A un anno dalla scadenza meno del 3% delle strutture è pienamente operativo.
Manca un anno alla rendicontazione finale della riforma sanitaria del Pnrr: a giugno 2026 tutti i fondi europei non utilizzati andranno infatti persi. La Fondazione Gimbe ha quindi compiuto un monitoraggio per verificare lo stato di avanzamento dei lavori, e sebbene le strutture fisiche abbiano ricevuto la priorità tutto il resto è ancora molto indietro.
Per il periodo 2021-2025 tutte le scadenze e gli obiettivi sono stati raggiunti ma ci sono disparità regionali molto grandi, con solo tre Regioni e una Provincia autonoma a garantire in tutti i loro distretti i servizi previsti. Il problema più grande però è l’assistenza territoriale, che è stata riformata con il Decreto 77 del 2022: una riforma che, secondo Gimbe, “procede a rilento con forti diseguaglianze tra le Regioni, in particolare nell’attivazione e nella piena operatività delle Case della Comunità e degli Ospedali di Comunità”. La riforma prevede infatti che queste strutture divengano dei punti di cura intermedi fra gli studi dei medici di famiglia e gli ospedali, in modo da alleggerire la pressione sui pronto soccorso. Perché ciò avvenga, però, è necessario che non ci siano solo le strutture fisiche ma anche i fondi per la loro gestione, e soprattutto medici e infermieri che vi lavorino. La priorità finora è stata data alle strutture e i cantieri sono andati avanti speditamente, ma per quanto riguarda i servizi offerti la situazione è pessima. Per più del 60% di tutte le strutture ad oggi le Regioni non hanno dichiarato attivo neanche un servizio tra quelli previsti, e solo in 485 (il 28,2%) ce n’è almeno uno. Se poi si restringe il perimetro alle sole strutture dove sono attivi tutti i servizi obbligatori e vi è presenza sia di infermieri che di medici il numero scenderebbe a 46 – meno del 3% del totale.

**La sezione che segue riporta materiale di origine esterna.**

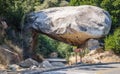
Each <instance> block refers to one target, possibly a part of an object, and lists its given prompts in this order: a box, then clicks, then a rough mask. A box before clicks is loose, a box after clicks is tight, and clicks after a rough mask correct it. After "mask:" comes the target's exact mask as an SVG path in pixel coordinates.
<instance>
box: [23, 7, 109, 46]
mask: <svg viewBox="0 0 120 74" xmlns="http://www.w3.org/2000/svg"><path fill="white" fill-rule="evenodd" d="M24 24H25V25H26V27H27V28H32V29H34V30H37V31H38V32H40V33H43V34H46V35H48V36H49V37H52V38H54V39H56V40H59V41H62V42H65V43H68V44H71V45H77V46H78V45H81V44H83V43H85V42H86V41H87V40H88V39H91V38H101V37H104V36H106V35H107V34H108V32H109V30H110V27H111V18H110V15H109V13H108V12H107V11H105V10H103V9H101V8H99V7H95V6H90V5H83V6H68V7H56V8H49V9H44V10H41V11H39V12H33V13H30V14H28V15H26V17H25V21H24Z"/></svg>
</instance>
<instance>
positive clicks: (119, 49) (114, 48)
mask: <svg viewBox="0 0 120 74" xmlns="http://www.w3.org/2000/svg"><path fill="white" fill-rule="evenodd" d="M105 50H113V51H114V52H115V53H117V54H119V53H120V28H118V29H116V30H115V31H114V34H113V35H109V36H108V37H106V38H105Z"/></svg>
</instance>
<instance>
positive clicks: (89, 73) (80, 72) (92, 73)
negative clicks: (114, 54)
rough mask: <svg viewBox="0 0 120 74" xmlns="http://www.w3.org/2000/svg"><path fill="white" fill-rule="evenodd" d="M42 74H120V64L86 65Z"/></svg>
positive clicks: (56, 70) (110, 63)
mask: <svg viewBox="0 0 120 74" xmlns="http://www.w3.org/2000/svg"><path fill="white" fill-rule="evenodd" d="M41 74H120V63H108V64H92V65H84V66H77V67H73V68H67V69H61V70H55V71H49V72H43V73H41Z"/></svg>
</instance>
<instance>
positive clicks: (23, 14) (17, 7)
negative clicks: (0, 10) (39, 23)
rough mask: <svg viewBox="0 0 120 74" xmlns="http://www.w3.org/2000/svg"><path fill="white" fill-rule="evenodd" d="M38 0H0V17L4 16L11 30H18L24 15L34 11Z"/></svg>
mask: <svg viewBox="0 0 120 74" xmlns="http://www.w3.org/2000/svg"><path fill="white" fill-rule="evenodd" d="M38 5H40V2H39V0H0V10H1V11H0V16H4V17H5V18H6V19H7V21H8V22H9V24H11V25H12V26H11V27H12V28H14V29H17V30H19V29H20V23H21V20H22V17H23V15H24V14H26V13H28V12H31V11H34V10H35V8H34V7H35V6H38Z"/></svg>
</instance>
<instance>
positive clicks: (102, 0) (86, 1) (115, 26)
mask: <svg viewBox="0 0 120 74" xmlns="http://www.w3.org/2000/svg"><path fill="white" fill-rule="evenodd" d="M69 4H70V5H72V6H78V5H95V6H98V7H101V8H103V9H105V10H107V11H108V12H109V13H110V15H111V18H112V30H114V29H115V28H117V27H120V15H119V14H120V0H70V3H69Z"/></svg>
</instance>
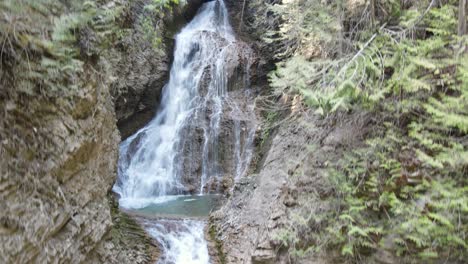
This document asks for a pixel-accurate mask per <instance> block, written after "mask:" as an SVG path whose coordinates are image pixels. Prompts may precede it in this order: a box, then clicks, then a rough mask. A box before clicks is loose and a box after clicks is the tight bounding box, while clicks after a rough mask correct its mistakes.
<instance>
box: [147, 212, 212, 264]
mask: <svg viewBox="0 0 468 264" xmlns="http://www.w3.org/2000/svg"><path fill="white" fill-rule="evenodd" d="M204 227H205V224H204V223H203V222H199V221H190V220H182V221H179V220H178V221H175V222H174V221H169V220H166V221H160V222H158V223H156V224H150V223H149V224H148V225H147V227H146V230H148V233H149V234H150V235H151V236H153V237H154V238H156V240H157V241H158V242H159V244H160V245H161V247H162V249H163V251H164V252H165V254H164V255H163V256H162V257H161V259H160V260H159V262H158V263H175V264H177V263H180V264H207V263H209V262H210V258H209V254H208V245H207V243H206V240H205V238H204V232H203V229H204Z"/></svg>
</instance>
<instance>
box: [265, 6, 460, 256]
mask: <svg viewBox="0 0 468 264" xmlns="http://www.w3.org/2000/svg"><path fill="white" fill-rule="evenodd" d="M306 2H313V1H306ZM382 2H383V1H382ZM419 2H421V3H419V4H420V7H419V8H417V9H416V8H414V7H413V8H411V9H404V8H402V7H401V6H398V5H391V9H389V10H388V12H387V13H388V14H392V15H390V17H387V18H386V20H385V21H386V23H381V25H380V26H378V27H370V28H367V29H362V30H360V32H359V33H358V34H357V35H354V37H353V38H352V39H350V41H352V42H353V43H354V44H353V45H354V49H353V50H354V51H353V52H349V53H345V54H343V55H337V56H336V58H337V59H330V57H329V56H325V57H323V56H322V57H313V58H307V56H305V54H304V53H303V52H301V50H300V49H299V51H296V52H295V53H294V55H293V56H291V57H290V58H288V59H286V60H285V61H283V62H281V63H280V64H279V65H278V69H277V70H276V71H275V72H273V73H271V75H270V81H271V85H272V87H273V88H274V89H275V91H276V92H278V93H283V92H287V93H298V94H301V95H302V97H303V101H304V103H305V104H307V105H308V106H309V107H311V108H313V109H316V112H317V113H319V114H321V115H324V116H326V115H328V114H329V113H331V112H335V111H351V110H357V109H366V110H367V111H370V112H373V113H375V115H376V116H381V117H382V118H381V119H382V124H381V125H379V126H378V129H377V131H376V132H374V133H373V134H372V135H371V136H370V137H369V139H368V140H367V142H366V146H365V147H363V148H361V149H358V150H354V151H351V152H349V153H346V154H345V155H344V157H343V158H342V160H341V161H340V162H339V164H335V166H334V167H333V168H332V169H330V170H329V176H328V179H329V182H330V185H331V186H333V188H334V190H335V193H334V194H333V195H332V196H330V197H328V198H327V199H328V202H329V203H330V204H332V205H333V206H331V208H334V209H335V210H332V209H329V210H325V211H324V212H322V213H321V214H319V215H314V216H308V214H307V209H304V210H305V211H304V212H303V214H302V217H299V219H300V220H297V221H295V225H296V226H295V227H294V228H289V229H285V230H283V231H282V232H280V233H279V234H278V237H277V238H278V240H279V241H281V242H282V244H283V245H286V246H288V247H289V249H290V252H291V253H292V254H293V255H295V256H301V255H303V254H306V253H307V252H318V251H321V250H323V249H325V248H328V249H336V248H337V247H338V248H340V253H341V255H342V256H343V257H345V258H347V259H348V260H350V261H352V262H362V261H365V260H364V259H365V258H366V257H367V256H371V255H372V253H376V252H379V251H382V250H384V251H387V252H390V253H391V254H392V255H393V256H394V257H396V258H399V259H400V260H401V261H403V262H404V263H415V262H418V263H419V262H421V261H423V260H424V261H430V260H442V259H443V260H450V261H463V260H466V258H467V257H468V255H467V252H468V184H467V183H468V178H467V175H468V99H467V98H468V54H467V52H466V47H467V46H468V40H467V38H466V36H465V37H458V36H457V35H456V34H457V33H456V27H457V1H448V2H449V3H447V4H442V5H440V6H435V5H429V8H428V6H427V4H428V3H423V2H424V1H419ZM377 3H380V1H377ZM380 6H381V5H380ZM318 9H319V8H317V10H318ZM322 10H323V9H322ZM309 29H312V32H314V33H315V35H316V36H319V37H320V31H314V30H313V28H312V27H310V28H309ZM327 39H328V37H327V36H325V37H324V41H326V40H327ZM346 54H349V55H346ZM324 58H326V59H324ZM336 208H338V209H336ZM304 215H305V216H304ZM315 222H320V223H321V228H320V229H319V230H314V229H310V226H309V225H311V223H315ZM304 228H306V230H312V232H311V233H310V234H308V235H307V236H304V235H302V234H301V235H299V234H300V232H299V231H298V230H304ZM307 228H309V229H307ZM425 263H426V262H425Z"/></svg>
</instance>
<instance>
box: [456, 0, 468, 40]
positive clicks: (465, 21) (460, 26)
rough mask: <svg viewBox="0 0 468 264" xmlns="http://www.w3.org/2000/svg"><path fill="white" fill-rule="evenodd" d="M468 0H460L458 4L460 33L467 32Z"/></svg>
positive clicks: (464, 33)
mask: <svg viewBox="0 0 468 264" xmlns="http://www.w3.org/2000/svg"><path fill="white" fill-rule="evenodd" d="M467 1H468V0H460V3H459V5H458V35H459V36H463V35H465V34H466V9H467V3H466V2H467Z"/></svg>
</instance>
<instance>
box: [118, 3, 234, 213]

Il problema principale, quindi, è che mancano quei professionisti che sono essenziali perché Case e Ospedali di Comunità possano funzionare davvero, e se per entrambe le categorie è necessario rendere la professione più attrattiva per i medici di famiglia la situazione è lievemente diversa. Questi ultimi hanno infatti già dato la loro disponibilità a prestare servizio nelle Case di Comunità con l’ultimo contratto di categoria: il nodo da risolvere è come coniugare la loro attività attuale e questa nuova funzione senza stravolgere né il loro ruolo né la loro posizione lavorativa. La parola chiave è quindi concertazione, perché tramite gli Accordi Integrativi Regionali è possibile raggiungere una soluzione che vada nell’interesse di tutti.

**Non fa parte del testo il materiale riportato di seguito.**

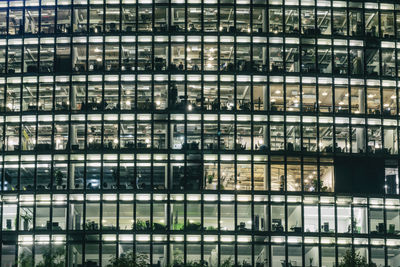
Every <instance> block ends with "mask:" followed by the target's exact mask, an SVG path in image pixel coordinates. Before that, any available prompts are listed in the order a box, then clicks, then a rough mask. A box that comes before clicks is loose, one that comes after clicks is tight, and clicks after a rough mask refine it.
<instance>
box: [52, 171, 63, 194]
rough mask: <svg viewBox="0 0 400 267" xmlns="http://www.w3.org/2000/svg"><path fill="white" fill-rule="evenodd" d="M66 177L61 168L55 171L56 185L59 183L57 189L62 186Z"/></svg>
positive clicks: (58, 183)
mask: <svg viewBox="0 0 400 267" xmlns="http://www.w3.org/2000/svg"><path fill="white" fill-rule="evenodd" d="M63 178H64V174H63V173H62V172H61V171H60V170H57V171H56V172H55V173H54V180H55V182H56V185H57V189H58V188H59V187H62V179H63Z"/></svg>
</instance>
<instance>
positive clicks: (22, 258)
mask: <svg viewBox="0 0 400 267" xmlns="http://www.w3.org/2000/svg"><path fill="white" fill-rule="evenodd" d="M18 266H19V267H32V266H33V260H32V255H31V254H30V253H27V252H25V251H24V252H22V253H21V254H20V255H19V257H18Z"/></svg>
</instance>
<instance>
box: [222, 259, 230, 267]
mask: <svg viewBox="0 0 400 267" xmlns="http://www.w3.org/2000/svg"><path fill="white" fill-rule="evenodd" d="M232 266H233V261H232V258H231V257H229V258H227V259H226V260H224V262H222V263H221V267H232Z"/></svg>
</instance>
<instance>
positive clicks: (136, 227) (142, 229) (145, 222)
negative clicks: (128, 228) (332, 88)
mask: <svg viewBox="0 0 400 267" xmlns="http://www.w3.org/2000/svg"><path fill="white" fill-rule="evenodd" d="M136 230H139V231H140V230H142V231H143V230H147V225H146V222H145V221H143V220H141V219H137V220H136Z"/></svg>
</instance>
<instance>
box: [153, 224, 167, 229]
mask: <svg viewBox="0 0 400 267" xmlns="http://www.w3.org/2000/svg"><path fill="white" fill-rule="evenodd" d="M165 228H166V226H165V224H162V223H153V230H165Z"/></svg>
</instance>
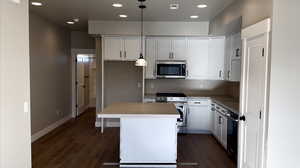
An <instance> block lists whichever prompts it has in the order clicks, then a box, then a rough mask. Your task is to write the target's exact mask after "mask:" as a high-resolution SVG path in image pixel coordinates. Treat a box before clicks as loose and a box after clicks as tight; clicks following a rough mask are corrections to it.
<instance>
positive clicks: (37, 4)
mask: <svg viewBox="0 0 300 168" xmlns="http://www.w3.org/2000/svg"><path fill="white" fill-rule="evenodd" d="M31 5H33V6H43V3H42V2H36V1H34V2H31Z"/></svg>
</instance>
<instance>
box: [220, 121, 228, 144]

I medici di famiglia sono aperti e pronti al confronto con gli enti regionali, come in Toscana si è fatto e si sta ancora facendo, per migliorare i servizi sanitari di loro competenza e l’efficienza dell’assistenza territoriale: altrimenti il rischio concreto, come sottolinea anche la Fondazione Gimbe, “è ‘portare i soldi a casa’ senza produrre benefici reali per cittadini e pazienti […] a fronte di un indebitamento scaricato sulle generazioni future”.